Welcome to CPSC 4770/5770 – Large Language Models, From Foundations to Modern Practice!

This year, we have updated the syllabus and we’ll focus heavily on Language Modeling and recent advances in the field. The curriculum spans both foundational concepts and cutting-edge developments in the field including Large Language Models (LLMs). The course begins with core neural network concepts in NLP, covering word embeddings, sequence modeling, and attention mechanisms. Students will gain a strong understanding of these building blocks while learning their practical implementations. Building on these foundations, we explore transformer architectures and their evolution, including landmark language models such as GPT. The course examines how these models enable sophisticated language understanding and generation through pre-training and transfer learning.

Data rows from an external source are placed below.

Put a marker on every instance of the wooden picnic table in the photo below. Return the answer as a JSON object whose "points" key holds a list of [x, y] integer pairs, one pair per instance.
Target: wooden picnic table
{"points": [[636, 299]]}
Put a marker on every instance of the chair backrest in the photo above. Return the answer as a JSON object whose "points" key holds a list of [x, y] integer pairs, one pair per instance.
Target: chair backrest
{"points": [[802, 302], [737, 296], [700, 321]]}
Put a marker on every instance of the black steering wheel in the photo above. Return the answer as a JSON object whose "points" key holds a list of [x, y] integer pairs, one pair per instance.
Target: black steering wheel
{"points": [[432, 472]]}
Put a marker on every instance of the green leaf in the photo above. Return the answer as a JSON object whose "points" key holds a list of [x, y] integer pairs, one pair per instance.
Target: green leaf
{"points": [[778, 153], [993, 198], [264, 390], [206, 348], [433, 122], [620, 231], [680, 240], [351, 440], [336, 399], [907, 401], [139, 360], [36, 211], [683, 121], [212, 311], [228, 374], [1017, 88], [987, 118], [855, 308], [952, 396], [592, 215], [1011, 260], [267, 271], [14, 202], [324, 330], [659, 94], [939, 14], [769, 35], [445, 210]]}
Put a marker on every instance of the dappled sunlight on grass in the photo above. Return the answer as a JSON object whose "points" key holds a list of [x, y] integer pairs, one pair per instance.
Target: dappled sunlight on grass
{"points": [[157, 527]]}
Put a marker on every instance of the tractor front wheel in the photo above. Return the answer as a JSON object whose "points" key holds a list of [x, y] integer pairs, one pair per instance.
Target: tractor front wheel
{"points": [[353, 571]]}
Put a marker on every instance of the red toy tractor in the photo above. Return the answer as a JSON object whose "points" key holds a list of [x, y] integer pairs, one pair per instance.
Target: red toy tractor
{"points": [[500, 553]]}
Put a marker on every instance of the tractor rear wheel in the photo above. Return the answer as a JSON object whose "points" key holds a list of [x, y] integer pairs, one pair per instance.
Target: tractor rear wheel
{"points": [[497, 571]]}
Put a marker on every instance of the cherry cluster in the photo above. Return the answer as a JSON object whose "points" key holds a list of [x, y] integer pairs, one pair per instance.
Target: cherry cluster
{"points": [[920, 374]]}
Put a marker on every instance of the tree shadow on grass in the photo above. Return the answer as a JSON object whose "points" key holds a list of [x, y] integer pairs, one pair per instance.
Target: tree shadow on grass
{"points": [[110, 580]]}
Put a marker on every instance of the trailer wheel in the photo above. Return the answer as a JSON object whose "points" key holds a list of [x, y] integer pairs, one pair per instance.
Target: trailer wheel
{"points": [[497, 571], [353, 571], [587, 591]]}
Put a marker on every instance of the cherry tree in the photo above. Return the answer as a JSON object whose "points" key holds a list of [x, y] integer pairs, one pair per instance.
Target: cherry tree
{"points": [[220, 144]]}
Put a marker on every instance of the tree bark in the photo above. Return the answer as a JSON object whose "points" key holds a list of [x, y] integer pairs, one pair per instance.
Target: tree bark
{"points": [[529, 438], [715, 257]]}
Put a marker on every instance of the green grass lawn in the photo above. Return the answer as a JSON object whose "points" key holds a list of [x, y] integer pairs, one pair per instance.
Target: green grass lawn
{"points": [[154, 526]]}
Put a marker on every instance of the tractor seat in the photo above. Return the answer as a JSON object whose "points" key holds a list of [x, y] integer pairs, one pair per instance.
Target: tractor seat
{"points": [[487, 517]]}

The latter portion covers contemporary advances: LLMs, parameter-efficient fine-tuning, post-training, and efficiency techniques. We’ll analyze the capabilities and limitations of current systems while discussing emerging research directions.

Prerequisites:

Intro to ML or Intro to AI are required.

Important Note: We strongly advise against taking this course if you do not meet the prerequisites.

Resources

  • Dan Jurafsky and James H. Martin. Speech and Language Processing (2024 pre-release)
  • Yoav Goldberg. A Primer on Neural Network Models for Natural Language Processing

We will also using papers from major conferences in the field including ACL, EMNLP, NAACL, ICLR, NeurIPS, etc.